ANYPLACE IS WHAT YOU MAKE IT


            So at the Leatherneck, you can love ‘em tender, and you can love ‘em nice and easy. But if [like Tina Turner] you “never do nothin; nice and easy,” the Leatherneck’s for sure your happy hunting ground. Because it ain’t no statue bar, man. S&M don’t mean Stand and Model. The Leatherneck means action.

            At the Leatherneck, men celebrate being men.

            Ain’t nowhere else quite like Lowery’s Leatherneck. It ain’t a bad little nightspot for about 500 guys in a little 7-mile by 7-mile fishing village called San Francisco.

            For a celebration of male-hide and for close encounters of the leather kind, try it. Weeknights 8-2. Weekends 2-2.

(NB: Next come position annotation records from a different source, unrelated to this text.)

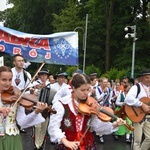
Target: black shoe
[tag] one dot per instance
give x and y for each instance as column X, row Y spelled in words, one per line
column 23, row 131
column 116, row 137
column 101, row 139
column 128, row 141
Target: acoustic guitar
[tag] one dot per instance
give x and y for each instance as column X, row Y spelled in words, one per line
column 136, row 114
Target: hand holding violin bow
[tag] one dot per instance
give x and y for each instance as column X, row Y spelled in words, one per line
column 91, row 107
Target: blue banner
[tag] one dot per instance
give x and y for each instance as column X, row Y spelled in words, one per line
column 58, row 48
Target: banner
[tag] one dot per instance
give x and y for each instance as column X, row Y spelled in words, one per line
column 58, row 48
column 1, row 61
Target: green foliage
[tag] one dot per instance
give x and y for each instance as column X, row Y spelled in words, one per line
column 70, row 70
column 114, row 73
column 48, row 16
column 92, row 69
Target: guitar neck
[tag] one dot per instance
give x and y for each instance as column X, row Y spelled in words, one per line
column 107, row 113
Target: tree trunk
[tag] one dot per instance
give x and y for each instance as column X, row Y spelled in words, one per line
column 109, row 18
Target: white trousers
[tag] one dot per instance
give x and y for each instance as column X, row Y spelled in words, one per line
column 139, row 130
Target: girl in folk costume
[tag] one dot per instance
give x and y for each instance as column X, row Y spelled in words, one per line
column 120, row 112
column 116, row 92
column 67, row 127
column 13, row 113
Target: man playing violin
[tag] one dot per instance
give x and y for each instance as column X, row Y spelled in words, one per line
column 12, row 114
column 21, row 77
column 68, row 127
column 133, row 98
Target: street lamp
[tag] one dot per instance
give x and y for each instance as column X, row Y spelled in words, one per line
column 132, row 35
column 84, row 40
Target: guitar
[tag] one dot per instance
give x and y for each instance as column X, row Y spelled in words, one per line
column 136, row 114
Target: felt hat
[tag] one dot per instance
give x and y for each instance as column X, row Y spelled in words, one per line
column 144, row 72
column 62, row 74
column 44, row 71
column 93, row 74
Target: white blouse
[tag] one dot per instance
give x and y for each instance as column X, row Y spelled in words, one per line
column 55, row 131
column 17, row 113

            Man alive! © 1977 and 2003 Jack Fritscher


Post Script. Historical Note: Artists Circling Drummer


            In Drummer 18 are nineteen photographs shot for my “Gay Jock Sports” feature by my travel-companion Gene Weber of MM [name deleted for internet], a long-time pal of Allan Lowery. I took MM, who was a resplendent S&M top to see one of my favorite films, Alessandro Jodorowsky’s The Holy Mountain. I had so built him up for the gas-mask and castration scene in the outdoor army compound commanded by Acton that he passed out in the first row of the Ghiradelli Cinema.

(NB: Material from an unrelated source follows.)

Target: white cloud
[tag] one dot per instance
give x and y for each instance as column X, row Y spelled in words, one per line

            Gene Weber and I traveled together to Japan in 1975 and played at a very private house of bondage deep inside Tokyo where the bondage masters remembered–all too well–World War II. Gene Weber was a genius photographer whose home on Buena Vista Park West featured a very wide-screen and twelve interconnected projectors that thrilled invited audiences. Gene Weber photographed the red-headed Russell Van Leer and me in a famous San Francisco playroom in a series of 35 millimeter color stills which at the time were titled Blood Crucifixion.

            As editor in chief of Drummer I published a couple of Gene Weber’s famous underwater fisting photographs shot on one of our trips to the Cayman Islands. To practice our snorkeling in our wet suits before we left, we used the pool at the bar at 11th and Folsom which became the Leatherneck. Upon Gene Weber’s death, his photographs were donated to the Gay and Lesbian Archives, San Francisco.

            The advertising manager listed on the masthead of Drummer 18 is Colt model, Bob Rose, whom I shot as a model in the Palm Drive Video, Dave Gold’s Gym Workout. Of the artists listed on the masthead, Cliff Raven of Chicago inked my tattoo; and the artist Skipper provided his own drawings for one of my artist-series videos, The Skipper Video Gallery: Soldiers, Gladiators, and Barbarians to Die For, 2002.